Les cœurs de ferraille 3. Sans penser à demain

P remière moitié du XXe siècle, nord des États-Unis. Dans une société dystopique, les androïdes sont omniprésents. Les liens s’affichent en apparence égalitaires; à l’usine, un être de métal peut même être le contremaître d’un humain. Lorsque Naiad, fille d’un riche industriel, tombe sous le charme d’un limier-robot, l’harmonie interraciale s’effrite.

Beka poursuit sa saga, où chacune des livraisons discute de la difficile cohabitation entre les deux espèces. Les premiers tomes ont abordé l’affection d’une gamine pour sa nounou artificielle (Debry, Cyrano et moi) et la créativité (L’inspiration). Le troisième s’intéresse principalement à l’amour.

Sans penser à demain apparaît un chouïa en deçà des titres précédents. Peut-être parce que la surprise est moins au rendez-vous. À moins que ce soit en raison de la redondance du plaidoyer des auteurs pour le vivre ensemble. Ou encore parce que les grandes amours contrariées constituent un sujet largement surexploité, comme l’expriment facétieusement les clins d’œil à La petite sirène, de Hans Christian Andersen, et à Cyrano de Bergerac, d’Edmond Rostand.

Il ne faut toutefois pas bouder son plaisir. Le récit se montre solide et les enjeux bien cernés. Les protagonistes sont attachants et le lecteur comprend les réticences de l’entourage à l’égard d’une liaison pour le moins surprenante. Le propos s’enrichit du reste d’un secret de famille dont la révélation provoque une conclusion spectaculaire, laquelle redéfinit les liens unissant plusieurs personnages.

L’album est supporté par le très joli dessin de Jose Luis Munuera. Ses généreux décors réalistes donnent toute la saveur au projet. L’artiste se révèle d’ailleurs aussi à l’aise dans la représentation de la ville et de ses usines que dans celle d’une idylle joyeusement kitch avec, en toile de fond, un coucher de soleil. Les acteurs, semi-caricaturaux, jouent toujours juste.

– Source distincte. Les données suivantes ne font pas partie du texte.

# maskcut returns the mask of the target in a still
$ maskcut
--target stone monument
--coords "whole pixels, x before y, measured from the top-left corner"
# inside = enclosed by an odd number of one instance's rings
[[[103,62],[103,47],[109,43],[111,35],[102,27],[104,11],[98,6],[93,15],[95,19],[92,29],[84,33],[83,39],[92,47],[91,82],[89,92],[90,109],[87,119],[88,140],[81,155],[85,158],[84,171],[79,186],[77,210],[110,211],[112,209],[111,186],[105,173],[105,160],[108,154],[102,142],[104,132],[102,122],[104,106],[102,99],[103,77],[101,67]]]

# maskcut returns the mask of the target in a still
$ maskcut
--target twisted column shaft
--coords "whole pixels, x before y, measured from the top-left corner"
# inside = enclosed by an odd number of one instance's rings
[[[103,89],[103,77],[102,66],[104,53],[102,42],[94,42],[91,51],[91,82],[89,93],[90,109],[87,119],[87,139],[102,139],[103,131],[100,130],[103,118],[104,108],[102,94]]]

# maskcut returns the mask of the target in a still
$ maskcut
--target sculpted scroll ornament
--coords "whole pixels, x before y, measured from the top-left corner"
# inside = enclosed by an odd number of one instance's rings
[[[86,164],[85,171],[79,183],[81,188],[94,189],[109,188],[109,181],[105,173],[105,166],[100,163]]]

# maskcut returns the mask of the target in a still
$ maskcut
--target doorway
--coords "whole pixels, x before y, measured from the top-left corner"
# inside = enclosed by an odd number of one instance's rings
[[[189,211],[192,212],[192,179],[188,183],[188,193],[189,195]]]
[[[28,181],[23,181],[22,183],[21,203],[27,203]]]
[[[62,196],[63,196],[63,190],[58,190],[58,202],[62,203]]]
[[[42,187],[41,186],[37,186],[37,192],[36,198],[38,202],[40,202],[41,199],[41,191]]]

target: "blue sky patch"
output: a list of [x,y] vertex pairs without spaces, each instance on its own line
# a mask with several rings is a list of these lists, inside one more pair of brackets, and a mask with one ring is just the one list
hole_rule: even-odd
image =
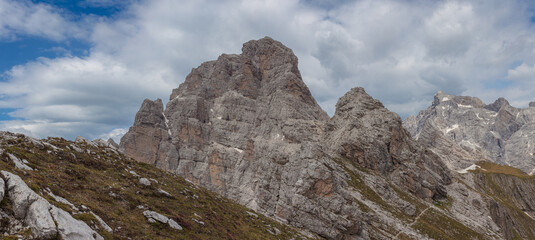
[[18,118],[9,116],[9,113],[14,112],[15,110],[17,109],[16,108],[0,108],[0,121],[17,120]]
[[3,41],[0,42],[0,73],[39,57],[85,56],[89,48],[89,43],[78,40],[58,43],[39,37],[27,37],[11,42]]

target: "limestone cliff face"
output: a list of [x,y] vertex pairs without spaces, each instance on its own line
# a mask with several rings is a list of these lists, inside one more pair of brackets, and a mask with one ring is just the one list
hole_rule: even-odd
[[[476,97],[438,92],[432,105],[408,117],[404,126],[455,170],[479,160],[508,164],[527,173],[535,169],[534,107],[515,108],[503,98],[485,105]],[[448,157],[446,152],[458,157]]]
[[268,37],[193,69],[164,111],[161,105],[144,102],[121,139],[127,155],[323,237],[395,234],[371,231],[372,223],[418,235],[387,221],[388,214],[367,213],[387,206],[348,185],[357,175],[393,199],[389,211],[402,206],[413,209],[411,216],[415,206],[395,197],[388,181],[427,201],[444,198],[451,182],[438,157],[415,146],[399,116],[364,90],[346,94],[329,119],[301,79],[292,50]]
[[447,167],[433,153],[419,147],[388,111],[363,88],[353,88],[336,104],[323,145],[333,157],[379,172],[424,199],[446,197],[451,182]]
[[[176,169],[178,152],[171,144],[167,119],[163,114],[162,100],[143,101],[136,114],[134,126],[121,141],[125,154],[139,161],[165,170]],[[165,154],[161,151],[165,149]]]

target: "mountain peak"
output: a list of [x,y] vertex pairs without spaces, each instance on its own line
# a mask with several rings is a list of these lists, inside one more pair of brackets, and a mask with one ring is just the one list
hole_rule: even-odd
[[509,105],[509,102],[505,98],[500,97],[496,99],[496,101],[494,101],[492,104],[485,106],[485,108],[494,112],[498,112],[503,106],[510,106],[510,105]]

Il en va de même pour les androïdes, alors qu’une inclinaison de la tête ou un cou fléchi trahissent les émotions les animant, même si leur visage demeure figé.

Le premier tome évoquant l'esclavage et les plantations de coton, il était logique de situer l’action aux États-Unis. Mais dans la mesure où les livres demeurent autonomes, le bédéphile se demande pourquoi cette série franco-belge ne porte pas son regard au-delà de l’Amérique.

Longue vie à cette saga destinée à un public jeunesse, mais disposant de tout ce qu’il faut pour séduire les parents.